The Federal Communications Commission today issued some guidance on protection of consumer privacy. Short of any specific privacy rules, the FCC will apply provisions of Section 222 of the Communications Act to providers of broadband access services. In other words, substitute the term “telecommunications carrier” with the phrase, “broadband internet access service provider” and we will have a template for broadband access providers to follow when determining how to use consumer information that they collect either from consumers themselves or the other broadband access providers with which traffic, data, and private information are exchanged.
Which has me asking. Just what type of consumer information do broadband providers collect and how do they use it? To provide an example of information collected and how it is used, I took a look at the privacy agreement provided by All Points Broadband, a broadband provider located in Loudon County, Virginia. The company collects personal information including a subscriber’s name, billing address, credit card information, service address, and the nature of the devices used by the subscriber.

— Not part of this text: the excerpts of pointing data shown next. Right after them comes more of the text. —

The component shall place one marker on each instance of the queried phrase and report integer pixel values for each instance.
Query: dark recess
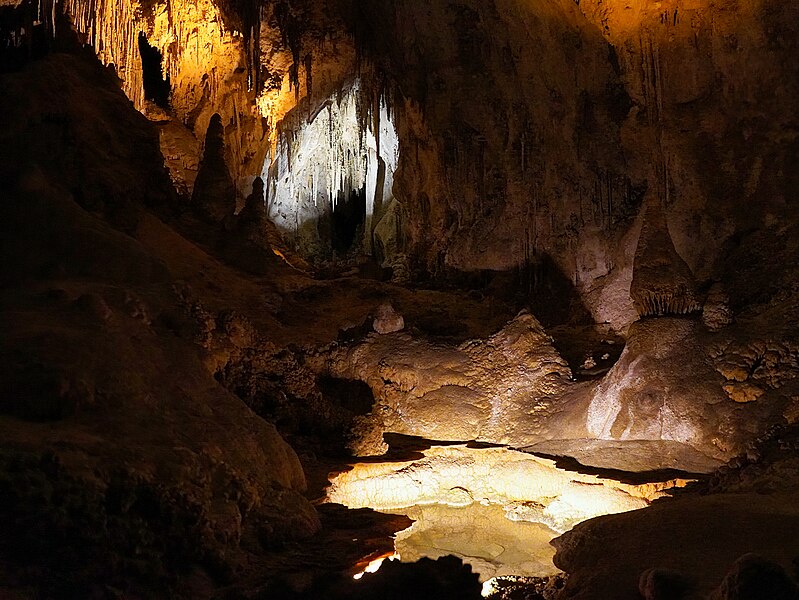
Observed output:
(156, 88)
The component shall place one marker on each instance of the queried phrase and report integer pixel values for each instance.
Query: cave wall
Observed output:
(529, 134)
(542, 128)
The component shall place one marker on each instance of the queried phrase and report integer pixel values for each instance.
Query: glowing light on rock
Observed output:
(489, 587)
(375, 564)
(319, 162)
(495, 508)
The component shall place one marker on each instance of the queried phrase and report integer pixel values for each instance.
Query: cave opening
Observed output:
(347, 220)
(156, 86)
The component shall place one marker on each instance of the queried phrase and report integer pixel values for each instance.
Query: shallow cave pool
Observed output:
(495, 508)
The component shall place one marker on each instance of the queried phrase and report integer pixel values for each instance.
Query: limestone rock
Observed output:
(497, 387)
(743, 392)
(387, 320)
(214, 195)
(662, 283)
(663, 387)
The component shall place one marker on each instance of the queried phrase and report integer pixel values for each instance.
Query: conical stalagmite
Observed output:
(662, 282)
(214, 197)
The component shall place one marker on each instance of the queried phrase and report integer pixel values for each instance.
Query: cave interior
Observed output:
(355, 299)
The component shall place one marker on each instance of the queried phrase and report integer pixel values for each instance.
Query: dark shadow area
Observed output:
(347, 219)
(156, 87)
(568, 463)
(23, 35)
(537, 285)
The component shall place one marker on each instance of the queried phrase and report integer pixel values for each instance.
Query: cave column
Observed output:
(372, 167)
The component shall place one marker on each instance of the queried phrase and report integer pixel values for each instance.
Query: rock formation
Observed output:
(662, 283)
(602, 169)
(214, 196)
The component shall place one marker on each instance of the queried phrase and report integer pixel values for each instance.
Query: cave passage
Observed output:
(348, 218)
(156, 87)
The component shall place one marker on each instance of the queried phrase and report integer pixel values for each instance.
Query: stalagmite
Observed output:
(214, 197)
(662, 283)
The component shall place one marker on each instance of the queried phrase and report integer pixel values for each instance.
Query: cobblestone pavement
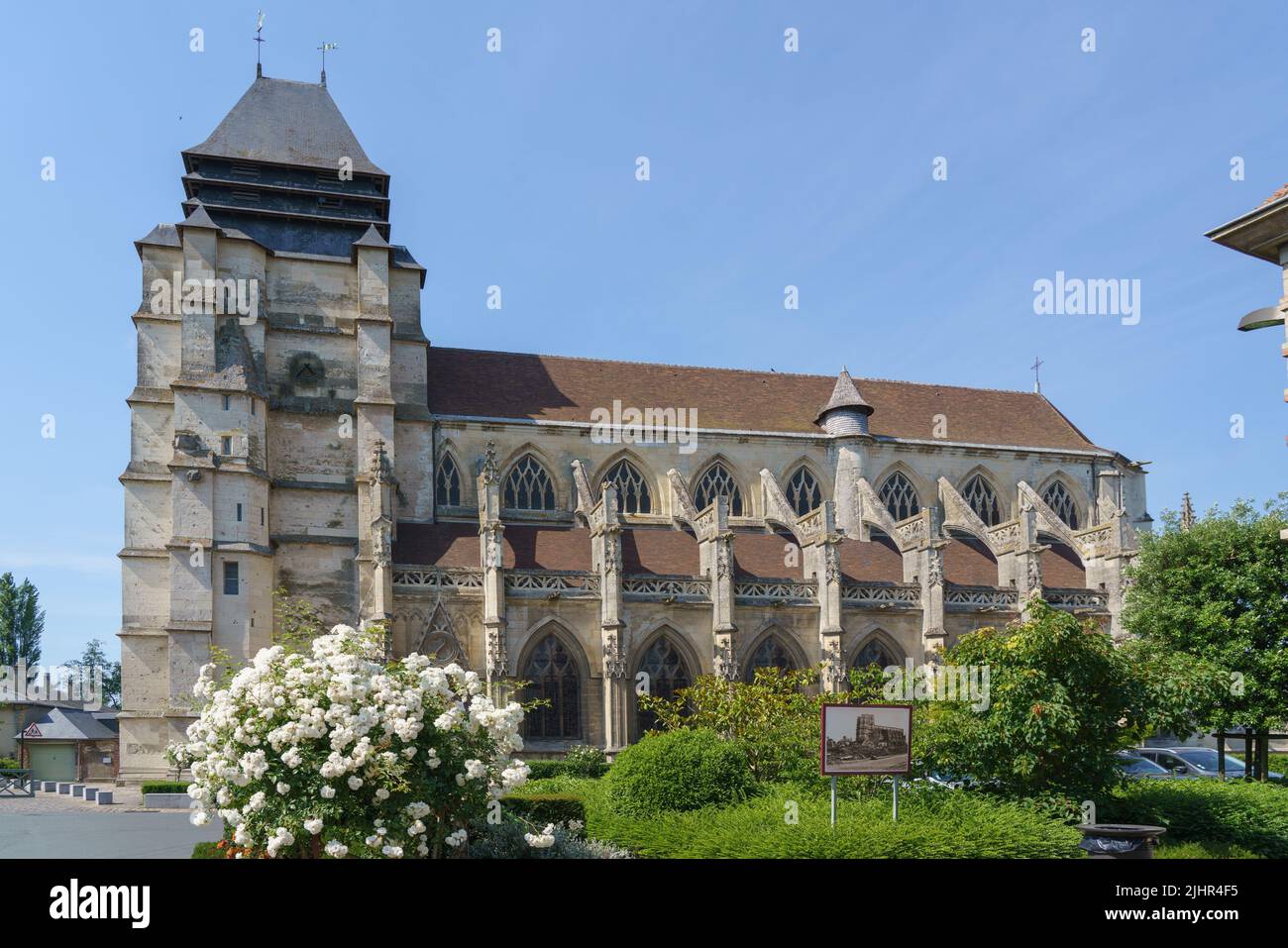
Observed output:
(53, 826)
(124, 800)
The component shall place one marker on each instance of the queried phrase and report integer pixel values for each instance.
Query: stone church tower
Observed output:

Personal information provided by the subscriber to the company may be combined with other personal data gleaned from the company’s Facebook page, the company’s affiliates, third party operators, market research firms, or credit reporting firms. All Points also collects non-personal information such as the specific device identifier for a subscriber’s device, the browser being used by the subscriber, or the page requested during a subscriber search.
The company also collects information about the use of their network including the equipment used on the subscriber’s premises, time when the service is being used, the type of data being transmitted, the content received and transmitted by the subscriber, and the websites visited by the subscriber.
And just how is this data being used? Network information is used by the company to monitor the performance of the company’s network. The company, using network information, assesses how the subscriber uses the company’s services including the amount and type of data beineg received and transmitted.
Personal information may be used to send the subscriber marketing and advertising messages about the company’s servivces and website. While disclosure of personal information to third parties is provided only with a subscriber’s consent, the company reserves the right to disclose non-personal information or any other information that the subscriber decides to make public.
In an era of big data, broadband companies are sitting on a treasure chest of information that can generate up to 10% economic value, depending on the quality of analytics, both from internal and external monetization points of view.
Could the FCC’s application of Section 222 to data collected by broadband providers threaten a provider’s revenues and profits? My answer is yes. For example, take Section 222(c)(1) of the Communications Act. Under this section, broadband access providers receiving customer proprietary network information would only be able to use this network information in the provision of broadband services from which the information was derived or for service necessary for providing broadband servivces.
Broadband providers would have to make the argument that network information has a distinct meaning from personal or run the risk of losing revenues from the acquisition and distribution of this data. Should the FCC’s network neutrality rules survive court challenge, the agency should consider making a distinction in its rules between network information and personal information.